Diversa condizione non può essere riconosciuta neppure ai dott.ri Fe.An. e Ca.Gi.. In effetti, in considerazione della prospettazione delle domande di parte, dell’allegazione probatoria nonché dell’assenza di atti interruttivi della prescrizione, risulta in atti che per i corsi di specializzazione frequentati (tre per Ca.) alcuni anni siano già ricompresi (essendo successivi al 90/91) nell’operatività della legislazione nazionale di recepimento delle citate direttive comunitarie (e, dunque, dei diritti da esse garantiti). E’ comunque da considerare che sia per gli anni già ricompresi (essendo successivi al 90/91) nell’operatività della legislazione nazionale che per gli anni esclusi, il diritto risulta prescritto. E’ altresì da rilevare che la decorrenza della prescrizione non è legata al conseguimento del diploma di specializzazione (peraltro, nel caso del dott. Ca., indistintamente riferito all’ultima delle tre specializzazione conseguite) bensì alla maturazione dei singoli anni di frequenza e per la sola durata legale del corso di specializzazione.

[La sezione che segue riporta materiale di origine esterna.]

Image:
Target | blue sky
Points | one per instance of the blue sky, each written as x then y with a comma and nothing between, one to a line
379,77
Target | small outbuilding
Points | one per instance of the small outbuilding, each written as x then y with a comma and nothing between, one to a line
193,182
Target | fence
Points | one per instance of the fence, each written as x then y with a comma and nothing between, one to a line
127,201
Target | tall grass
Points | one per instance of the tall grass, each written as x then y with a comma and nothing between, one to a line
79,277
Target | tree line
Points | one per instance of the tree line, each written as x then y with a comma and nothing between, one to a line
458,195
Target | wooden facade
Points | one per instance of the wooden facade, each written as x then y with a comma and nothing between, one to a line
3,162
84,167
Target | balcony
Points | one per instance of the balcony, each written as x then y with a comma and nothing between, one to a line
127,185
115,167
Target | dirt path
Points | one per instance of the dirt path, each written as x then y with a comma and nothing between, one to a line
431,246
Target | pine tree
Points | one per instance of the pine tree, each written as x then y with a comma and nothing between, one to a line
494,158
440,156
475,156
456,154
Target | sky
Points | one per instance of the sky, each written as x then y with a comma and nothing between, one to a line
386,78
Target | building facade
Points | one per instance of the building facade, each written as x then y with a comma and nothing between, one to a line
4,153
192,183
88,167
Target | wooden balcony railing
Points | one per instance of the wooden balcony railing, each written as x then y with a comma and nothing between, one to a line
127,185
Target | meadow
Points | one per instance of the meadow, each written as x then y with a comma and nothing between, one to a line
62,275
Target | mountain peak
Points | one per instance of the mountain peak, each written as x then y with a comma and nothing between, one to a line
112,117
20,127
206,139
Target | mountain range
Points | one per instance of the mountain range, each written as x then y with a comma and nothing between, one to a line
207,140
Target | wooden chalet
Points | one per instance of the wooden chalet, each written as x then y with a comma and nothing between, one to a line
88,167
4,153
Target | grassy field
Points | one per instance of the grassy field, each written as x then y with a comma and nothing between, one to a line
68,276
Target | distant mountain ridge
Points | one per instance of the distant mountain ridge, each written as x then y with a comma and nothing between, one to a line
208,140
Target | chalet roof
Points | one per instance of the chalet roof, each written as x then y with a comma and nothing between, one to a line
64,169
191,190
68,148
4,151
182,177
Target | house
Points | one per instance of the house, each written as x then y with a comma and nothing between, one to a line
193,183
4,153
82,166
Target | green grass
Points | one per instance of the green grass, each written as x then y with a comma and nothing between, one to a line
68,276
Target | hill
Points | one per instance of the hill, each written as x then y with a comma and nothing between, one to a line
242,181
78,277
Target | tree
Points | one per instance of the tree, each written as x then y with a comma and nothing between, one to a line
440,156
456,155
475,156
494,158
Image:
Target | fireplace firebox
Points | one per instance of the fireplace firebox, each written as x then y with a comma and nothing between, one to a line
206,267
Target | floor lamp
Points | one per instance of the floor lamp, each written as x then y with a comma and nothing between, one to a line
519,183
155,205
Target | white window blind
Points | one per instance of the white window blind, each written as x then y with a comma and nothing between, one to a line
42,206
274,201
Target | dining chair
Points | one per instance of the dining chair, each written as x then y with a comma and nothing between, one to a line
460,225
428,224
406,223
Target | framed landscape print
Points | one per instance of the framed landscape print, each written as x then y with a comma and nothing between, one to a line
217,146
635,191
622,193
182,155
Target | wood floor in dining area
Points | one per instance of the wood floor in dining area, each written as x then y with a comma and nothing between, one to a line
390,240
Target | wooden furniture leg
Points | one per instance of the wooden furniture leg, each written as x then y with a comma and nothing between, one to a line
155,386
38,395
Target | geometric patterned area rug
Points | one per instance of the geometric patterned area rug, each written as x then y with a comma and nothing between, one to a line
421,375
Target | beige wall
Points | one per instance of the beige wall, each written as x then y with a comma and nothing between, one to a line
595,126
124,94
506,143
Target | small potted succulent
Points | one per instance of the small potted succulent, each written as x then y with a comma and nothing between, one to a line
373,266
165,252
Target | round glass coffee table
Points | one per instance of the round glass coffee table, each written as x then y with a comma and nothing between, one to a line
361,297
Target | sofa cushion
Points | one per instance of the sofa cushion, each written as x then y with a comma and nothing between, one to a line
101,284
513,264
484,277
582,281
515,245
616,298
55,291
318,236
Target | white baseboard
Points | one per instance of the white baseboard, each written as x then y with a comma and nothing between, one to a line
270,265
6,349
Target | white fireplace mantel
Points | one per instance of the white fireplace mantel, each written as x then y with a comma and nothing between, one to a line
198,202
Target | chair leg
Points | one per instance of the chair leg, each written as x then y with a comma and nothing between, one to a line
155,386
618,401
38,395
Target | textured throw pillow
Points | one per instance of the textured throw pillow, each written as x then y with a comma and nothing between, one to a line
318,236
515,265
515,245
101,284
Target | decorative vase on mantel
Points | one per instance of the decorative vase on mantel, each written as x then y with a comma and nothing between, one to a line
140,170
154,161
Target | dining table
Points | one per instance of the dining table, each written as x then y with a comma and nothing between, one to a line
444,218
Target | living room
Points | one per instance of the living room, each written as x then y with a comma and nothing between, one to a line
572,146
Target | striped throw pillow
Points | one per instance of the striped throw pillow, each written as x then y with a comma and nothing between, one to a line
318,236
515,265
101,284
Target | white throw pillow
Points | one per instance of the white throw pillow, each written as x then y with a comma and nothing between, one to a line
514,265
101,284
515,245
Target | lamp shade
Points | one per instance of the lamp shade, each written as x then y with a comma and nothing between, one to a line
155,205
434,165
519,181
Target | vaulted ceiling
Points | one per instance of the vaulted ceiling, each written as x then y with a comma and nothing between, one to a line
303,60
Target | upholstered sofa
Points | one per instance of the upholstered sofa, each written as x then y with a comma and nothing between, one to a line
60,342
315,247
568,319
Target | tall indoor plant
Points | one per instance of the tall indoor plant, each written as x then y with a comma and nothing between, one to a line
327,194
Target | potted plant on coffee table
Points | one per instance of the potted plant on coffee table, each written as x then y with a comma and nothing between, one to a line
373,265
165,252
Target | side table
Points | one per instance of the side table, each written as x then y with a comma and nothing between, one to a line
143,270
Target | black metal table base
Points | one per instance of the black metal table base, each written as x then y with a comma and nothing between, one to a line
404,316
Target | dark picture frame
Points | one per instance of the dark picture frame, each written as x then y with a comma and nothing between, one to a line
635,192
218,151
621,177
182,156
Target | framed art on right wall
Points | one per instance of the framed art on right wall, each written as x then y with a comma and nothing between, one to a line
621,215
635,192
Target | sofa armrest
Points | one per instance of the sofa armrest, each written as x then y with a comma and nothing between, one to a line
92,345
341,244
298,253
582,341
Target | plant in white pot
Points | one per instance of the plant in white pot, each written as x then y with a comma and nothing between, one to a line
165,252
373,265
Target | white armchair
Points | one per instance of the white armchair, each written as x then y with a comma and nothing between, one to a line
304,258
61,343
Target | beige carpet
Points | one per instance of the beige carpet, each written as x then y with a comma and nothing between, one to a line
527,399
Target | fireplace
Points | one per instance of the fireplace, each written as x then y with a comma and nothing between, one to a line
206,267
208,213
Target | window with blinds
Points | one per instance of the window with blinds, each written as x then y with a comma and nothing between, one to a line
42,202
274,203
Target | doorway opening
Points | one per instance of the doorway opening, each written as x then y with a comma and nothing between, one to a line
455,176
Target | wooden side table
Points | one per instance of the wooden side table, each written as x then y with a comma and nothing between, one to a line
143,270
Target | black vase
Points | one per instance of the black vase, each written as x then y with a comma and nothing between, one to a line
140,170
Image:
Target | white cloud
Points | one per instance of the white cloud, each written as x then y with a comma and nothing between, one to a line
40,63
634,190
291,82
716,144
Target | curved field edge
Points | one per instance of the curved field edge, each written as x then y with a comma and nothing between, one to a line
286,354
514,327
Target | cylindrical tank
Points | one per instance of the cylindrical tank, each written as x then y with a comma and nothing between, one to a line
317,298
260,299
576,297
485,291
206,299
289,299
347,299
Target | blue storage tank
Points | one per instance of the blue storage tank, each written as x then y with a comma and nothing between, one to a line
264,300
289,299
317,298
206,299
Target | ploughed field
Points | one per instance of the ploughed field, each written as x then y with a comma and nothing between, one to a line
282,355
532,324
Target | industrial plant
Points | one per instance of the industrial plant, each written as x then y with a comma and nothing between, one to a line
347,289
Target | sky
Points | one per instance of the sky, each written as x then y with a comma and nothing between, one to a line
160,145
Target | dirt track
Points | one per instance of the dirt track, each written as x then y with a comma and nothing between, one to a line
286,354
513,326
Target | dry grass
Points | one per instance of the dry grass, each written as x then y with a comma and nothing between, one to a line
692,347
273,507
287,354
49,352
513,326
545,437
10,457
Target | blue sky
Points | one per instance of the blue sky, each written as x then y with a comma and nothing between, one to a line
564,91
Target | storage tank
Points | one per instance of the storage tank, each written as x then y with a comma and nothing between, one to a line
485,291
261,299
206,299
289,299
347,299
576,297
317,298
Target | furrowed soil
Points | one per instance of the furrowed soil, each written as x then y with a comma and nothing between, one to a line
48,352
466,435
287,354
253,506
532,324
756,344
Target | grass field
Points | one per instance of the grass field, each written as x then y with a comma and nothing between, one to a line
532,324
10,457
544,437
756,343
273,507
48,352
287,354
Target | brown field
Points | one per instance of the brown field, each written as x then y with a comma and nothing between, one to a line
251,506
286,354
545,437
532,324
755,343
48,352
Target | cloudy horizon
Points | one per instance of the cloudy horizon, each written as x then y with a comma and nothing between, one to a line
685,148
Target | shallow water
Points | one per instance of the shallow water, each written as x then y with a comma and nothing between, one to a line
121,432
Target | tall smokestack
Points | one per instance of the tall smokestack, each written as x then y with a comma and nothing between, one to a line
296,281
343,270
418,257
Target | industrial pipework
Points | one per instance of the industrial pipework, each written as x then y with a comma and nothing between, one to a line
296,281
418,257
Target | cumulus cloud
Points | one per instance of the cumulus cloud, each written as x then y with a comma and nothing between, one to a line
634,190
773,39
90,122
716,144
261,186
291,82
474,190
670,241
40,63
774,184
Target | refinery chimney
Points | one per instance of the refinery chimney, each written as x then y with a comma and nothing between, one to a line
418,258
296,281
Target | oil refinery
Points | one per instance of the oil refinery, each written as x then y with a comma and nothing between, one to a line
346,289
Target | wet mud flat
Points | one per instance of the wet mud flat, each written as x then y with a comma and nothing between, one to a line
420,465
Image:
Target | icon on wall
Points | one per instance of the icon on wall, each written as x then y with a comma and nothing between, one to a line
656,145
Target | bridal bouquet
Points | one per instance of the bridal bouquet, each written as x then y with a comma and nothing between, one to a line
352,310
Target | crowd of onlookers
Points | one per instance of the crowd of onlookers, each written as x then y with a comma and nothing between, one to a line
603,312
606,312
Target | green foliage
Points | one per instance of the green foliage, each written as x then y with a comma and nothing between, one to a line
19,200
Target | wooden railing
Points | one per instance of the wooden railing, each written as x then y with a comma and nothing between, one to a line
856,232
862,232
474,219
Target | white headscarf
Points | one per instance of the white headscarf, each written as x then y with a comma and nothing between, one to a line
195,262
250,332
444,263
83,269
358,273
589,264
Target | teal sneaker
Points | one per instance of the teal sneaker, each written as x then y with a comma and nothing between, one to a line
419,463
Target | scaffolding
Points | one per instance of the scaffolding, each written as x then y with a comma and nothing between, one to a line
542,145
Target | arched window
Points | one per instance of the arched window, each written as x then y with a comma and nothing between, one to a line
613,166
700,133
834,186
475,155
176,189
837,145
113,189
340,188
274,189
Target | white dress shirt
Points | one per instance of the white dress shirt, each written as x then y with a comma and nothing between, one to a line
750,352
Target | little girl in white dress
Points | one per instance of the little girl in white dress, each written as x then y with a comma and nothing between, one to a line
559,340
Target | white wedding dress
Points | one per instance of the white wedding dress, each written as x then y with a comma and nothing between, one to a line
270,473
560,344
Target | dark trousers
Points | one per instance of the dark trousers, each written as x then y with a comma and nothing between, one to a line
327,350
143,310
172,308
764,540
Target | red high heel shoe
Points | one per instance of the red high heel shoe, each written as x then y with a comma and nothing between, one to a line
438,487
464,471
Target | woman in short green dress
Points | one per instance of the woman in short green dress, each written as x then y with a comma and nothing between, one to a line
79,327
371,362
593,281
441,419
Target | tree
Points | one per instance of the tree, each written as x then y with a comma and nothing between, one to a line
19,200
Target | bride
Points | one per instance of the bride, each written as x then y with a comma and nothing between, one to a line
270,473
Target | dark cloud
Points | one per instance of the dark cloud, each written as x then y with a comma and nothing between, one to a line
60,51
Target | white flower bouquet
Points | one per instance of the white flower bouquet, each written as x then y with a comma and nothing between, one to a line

Per completezza della motivazione è da rilevare che la lamentata condotta illecita dello Stato che avrebbe prodotto un danno suscettibile di valutazione patrimoniale in relazione alle eventuali discriminazioni o maggiori difficoltà incontrate dal medico specialista – il quale non avrebbe potuto frequentare i corsi di livello comunitario, conseguire incarichi di lavoro, ovvero esercitare attività professionale in altri Paesi dell’Unione europea è da rilevare che l’astratta idoneità dell’illecito alla produzione di un pregiudizio patrimoniale non è ex se sufficiente all’accoglimento della domanda attorea, neppure sotto il profilo della sottrazione di occasioni vantaggiose.

La domanda risarcitoria da perdita di chance (punteggio superiore da far valere in pubblici concorsi, esercizio della professione in altro Stato della Comunità) non esonera, infatti, gli attori dall’onere di fornire la prova della possibilità perduta, né del pari la richiesta di una liquidazione equitativa del danno integra una “relevatio ab onere probandi” (cfr. Cass. 27.12.1994 n. 11202; Cass. II sez. 10.4.2000 n. 4487 in USI Mass civ. Corte cass. riv. 535486). Relativamente ai concorsi pubblici la perdita di chance doveva essere, infatti, dimostrata con la prova dell’esclusione della candidata ovvero dell’inutile collocamento in graduatoria proprio per carenza del punteggio riconosciuto solo agli specializzati post 1991 – 92; mentre la impossibilità di esercitare il diritto di stabilimento, doveva trovare riscontro probatorio in specifici e concreti atti (individuazione della località di stabilimento, contatti con studi professionali, richieste di lavoro presso enti pubblici od altri soggetti privati, ecc.) diretti all’esercizio dell’attività professionale in altri Stati membri nonché nell’effettivo impedimento dello svolgimento dell’attività medica a causa della non equipollenza del titolo professionale.

Infine, per quanto riguarda tutte le predette maturate prescrizioni, non può trovare accoglimento la domanda, richiesta da attori e intervenuti in via ulteriormente gradata, di arricchimento senza causa, difettando il requisito della residualità.

L’effettiva incertezza della lite, dovuto anche al contrasto giurisprudenziale solo di recente parzialmente risolto dalla Suprema Corte, giustifica l’integrale compensazione delle spese di lite tra le parti.

P.Q.M.
Il Tribunale definitivamente pronunciando così provvede:

rigetta le domande proposte dagli attori e dagli intervenuti in giudizio; compensa interamente tra le parti le spese del giudizio.

Così deciso in Roma, il 14 marzo 2011.

Depositata in Cancelleria il 15 marzo 2011.